Tick, tick, tick. Rhythmic drumming patterns quicken as I pedal faster, just going around the block. No big deal, no sweat. The rain feels refreshing in the steamy June morning. Aside from the weather, it’s a gorgeous day filled with the pleasures I enjoy most on my morning off from work. Almost there, I pause at the intersection, unsure of why. Most of the time I would cross the street earlier, to avoid waiting at the light; today is not most days. Green beacons beckon me across the street, and feeling sheltered by the established traffic laws and signals, I cross. Three heartbeats pound in my chest, like I know it’s coming. What I’ve always feared, being a cyclist. Everything seems to slow down even though I never see or hear brakes.

The sound seems to have been sucked from the day. No birds call, no rain splatters in the greasy gutters, nothing except the sound of my own screaming. When did I start screaming? I don’t remember. And this place is so dark, so I turn my head to the left to see what I can see.
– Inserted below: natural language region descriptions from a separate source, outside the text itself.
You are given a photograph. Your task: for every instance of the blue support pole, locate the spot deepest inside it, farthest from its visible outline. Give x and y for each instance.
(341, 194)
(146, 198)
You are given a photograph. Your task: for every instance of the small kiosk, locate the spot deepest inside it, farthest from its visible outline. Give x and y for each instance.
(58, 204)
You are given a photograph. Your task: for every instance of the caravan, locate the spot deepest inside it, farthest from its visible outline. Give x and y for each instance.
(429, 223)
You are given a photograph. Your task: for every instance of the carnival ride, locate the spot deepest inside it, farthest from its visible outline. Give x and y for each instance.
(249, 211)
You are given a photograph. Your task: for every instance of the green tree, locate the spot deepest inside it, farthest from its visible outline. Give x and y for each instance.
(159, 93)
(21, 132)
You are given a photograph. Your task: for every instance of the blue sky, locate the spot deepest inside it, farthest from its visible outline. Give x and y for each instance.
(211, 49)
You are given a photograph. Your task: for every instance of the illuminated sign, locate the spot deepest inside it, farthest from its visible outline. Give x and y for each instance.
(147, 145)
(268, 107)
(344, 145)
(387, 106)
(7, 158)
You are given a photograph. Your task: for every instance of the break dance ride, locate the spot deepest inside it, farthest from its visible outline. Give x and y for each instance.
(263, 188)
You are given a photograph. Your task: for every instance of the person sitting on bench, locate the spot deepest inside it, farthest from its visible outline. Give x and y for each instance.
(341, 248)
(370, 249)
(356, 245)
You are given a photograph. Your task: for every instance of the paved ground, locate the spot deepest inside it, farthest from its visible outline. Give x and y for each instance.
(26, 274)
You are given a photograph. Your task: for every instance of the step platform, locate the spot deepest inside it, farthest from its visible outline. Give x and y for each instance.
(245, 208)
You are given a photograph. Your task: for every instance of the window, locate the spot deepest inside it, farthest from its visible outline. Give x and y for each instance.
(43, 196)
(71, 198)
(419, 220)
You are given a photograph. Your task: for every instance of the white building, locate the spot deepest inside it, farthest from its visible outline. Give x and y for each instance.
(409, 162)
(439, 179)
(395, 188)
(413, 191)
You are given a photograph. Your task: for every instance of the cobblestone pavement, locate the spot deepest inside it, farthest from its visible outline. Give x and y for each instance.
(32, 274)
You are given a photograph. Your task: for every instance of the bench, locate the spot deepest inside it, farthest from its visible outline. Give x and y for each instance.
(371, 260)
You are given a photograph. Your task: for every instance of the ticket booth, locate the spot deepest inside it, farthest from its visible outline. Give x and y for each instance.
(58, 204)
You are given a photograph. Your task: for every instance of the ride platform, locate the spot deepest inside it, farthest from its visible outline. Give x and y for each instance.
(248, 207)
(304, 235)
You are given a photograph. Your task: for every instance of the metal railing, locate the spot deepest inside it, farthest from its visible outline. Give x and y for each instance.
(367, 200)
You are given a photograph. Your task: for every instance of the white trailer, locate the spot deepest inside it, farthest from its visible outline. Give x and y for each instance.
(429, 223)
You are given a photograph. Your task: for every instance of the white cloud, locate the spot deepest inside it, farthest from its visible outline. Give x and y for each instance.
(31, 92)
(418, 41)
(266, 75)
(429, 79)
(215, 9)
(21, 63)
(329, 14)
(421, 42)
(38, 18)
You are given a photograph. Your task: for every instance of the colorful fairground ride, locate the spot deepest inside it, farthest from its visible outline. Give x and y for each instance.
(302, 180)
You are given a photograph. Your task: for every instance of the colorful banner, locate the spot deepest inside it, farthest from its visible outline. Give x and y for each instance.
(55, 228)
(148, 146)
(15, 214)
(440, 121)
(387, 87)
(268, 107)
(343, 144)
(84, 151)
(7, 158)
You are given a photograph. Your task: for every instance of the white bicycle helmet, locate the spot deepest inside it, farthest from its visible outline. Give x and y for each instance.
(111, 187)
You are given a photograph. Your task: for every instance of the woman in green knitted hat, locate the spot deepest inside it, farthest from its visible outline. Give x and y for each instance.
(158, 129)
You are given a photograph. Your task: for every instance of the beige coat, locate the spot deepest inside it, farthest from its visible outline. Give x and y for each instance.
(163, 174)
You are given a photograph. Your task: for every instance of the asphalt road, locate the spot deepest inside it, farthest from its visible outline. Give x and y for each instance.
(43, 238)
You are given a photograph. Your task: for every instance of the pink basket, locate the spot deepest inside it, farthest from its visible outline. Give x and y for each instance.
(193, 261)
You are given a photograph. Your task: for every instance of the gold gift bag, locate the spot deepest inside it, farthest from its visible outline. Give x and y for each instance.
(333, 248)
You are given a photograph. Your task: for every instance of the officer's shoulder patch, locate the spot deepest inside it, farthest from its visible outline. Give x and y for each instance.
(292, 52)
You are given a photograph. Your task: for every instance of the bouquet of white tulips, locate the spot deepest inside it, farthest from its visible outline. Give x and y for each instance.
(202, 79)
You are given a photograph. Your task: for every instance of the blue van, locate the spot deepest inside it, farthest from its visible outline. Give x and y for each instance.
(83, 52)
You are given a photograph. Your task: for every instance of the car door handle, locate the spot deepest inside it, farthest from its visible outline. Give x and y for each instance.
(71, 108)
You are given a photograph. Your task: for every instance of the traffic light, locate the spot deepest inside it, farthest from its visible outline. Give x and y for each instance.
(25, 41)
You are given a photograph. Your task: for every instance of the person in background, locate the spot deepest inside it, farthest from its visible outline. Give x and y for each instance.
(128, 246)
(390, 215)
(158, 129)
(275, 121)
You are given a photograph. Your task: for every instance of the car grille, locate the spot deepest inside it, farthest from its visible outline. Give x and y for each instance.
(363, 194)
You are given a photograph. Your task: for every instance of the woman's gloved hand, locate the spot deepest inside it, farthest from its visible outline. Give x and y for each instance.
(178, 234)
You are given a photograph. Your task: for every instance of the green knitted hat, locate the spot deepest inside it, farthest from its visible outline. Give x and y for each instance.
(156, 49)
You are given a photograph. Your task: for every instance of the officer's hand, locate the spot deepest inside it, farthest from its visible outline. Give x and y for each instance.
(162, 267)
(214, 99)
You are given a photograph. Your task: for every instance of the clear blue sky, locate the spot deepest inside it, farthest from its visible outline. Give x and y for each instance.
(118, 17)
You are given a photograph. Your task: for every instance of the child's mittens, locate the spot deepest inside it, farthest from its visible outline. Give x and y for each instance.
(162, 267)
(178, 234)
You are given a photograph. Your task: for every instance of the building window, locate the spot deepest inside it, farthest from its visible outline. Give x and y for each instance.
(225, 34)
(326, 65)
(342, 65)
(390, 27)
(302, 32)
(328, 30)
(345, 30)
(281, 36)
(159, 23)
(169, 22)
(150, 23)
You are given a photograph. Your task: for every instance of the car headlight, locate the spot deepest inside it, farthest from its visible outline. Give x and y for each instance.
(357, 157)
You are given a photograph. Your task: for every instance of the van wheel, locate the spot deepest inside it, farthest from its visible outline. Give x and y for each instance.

Tire tread, most likely cheap, most certainly about to run over my head. I crawl faster, trying to hurry, but it’s like someone poured water in the hourglass and time doesn’t know how to function. It’s frozen one second, leaping forward the next. The light from the overcast sky finally shines in my face as I reach the edge of the undercarriage, welcomed by the helping hand of a stranger. I finally realize he’s been shouting too, at the driver. “STOP! STOP! STOP! For CHRIST’S sake STOP!” He pulls me out, and the driver, with his front right tire inches from my face, finally applies brakes. The Helper pulls me out from harm but is afraid to move me. None of the people on the street know what to do. I can’t recognize any faces, because I can’t see: my glasses are embedded partially in my face and partially scattered on the ground. 


Priapism:  a medical condition in which the erect penis does not return to its flaccid state within four hours. Usually caused by some sort of trauma or medication. As I lay there waiting for the ambulance to arrive, I recall many people around but no one is helping me. They think my spine may be broken, or that I have some sort of internal injury causing the erection in my pants. It’s then that I realize I have to tell a potentially embarrassing truth: I’m female-to-male transgender, and the “erection” in my pants is not a potentially harmful medical condition.  Because the hospital is so close, they don’t cut off my clothes in the ambulance. They do take me to the closest hospital, which also happens to be the hospital in which my father is head of Human Resources. 



In the ER, laying naked as the day I was born on a hospital gurney, my secret that I’ve tried to bury, and ignore all my life is exposed, standing at attention for all the small city doctors and nurses to see. I only hope they’re more distracted with my health than the fact that I’m quietly crying in absolute and utter humiliation. Before my father comes in, my girlfriend enters the room. I start laughing, because at this point it can’t get any worse right? Covered in blood and unable to move my head, she comes to my face and smiles, seeing I’m okay.  “Honey, you’re never going to believe what I was wearing when they picked me up.” She looks in the bag of my personal effects, to find the dildo. “We have to get this out before your dad sees it. He’d be mortified!” she says, laughing.  And I can only nod, overcome with hysterical laughter.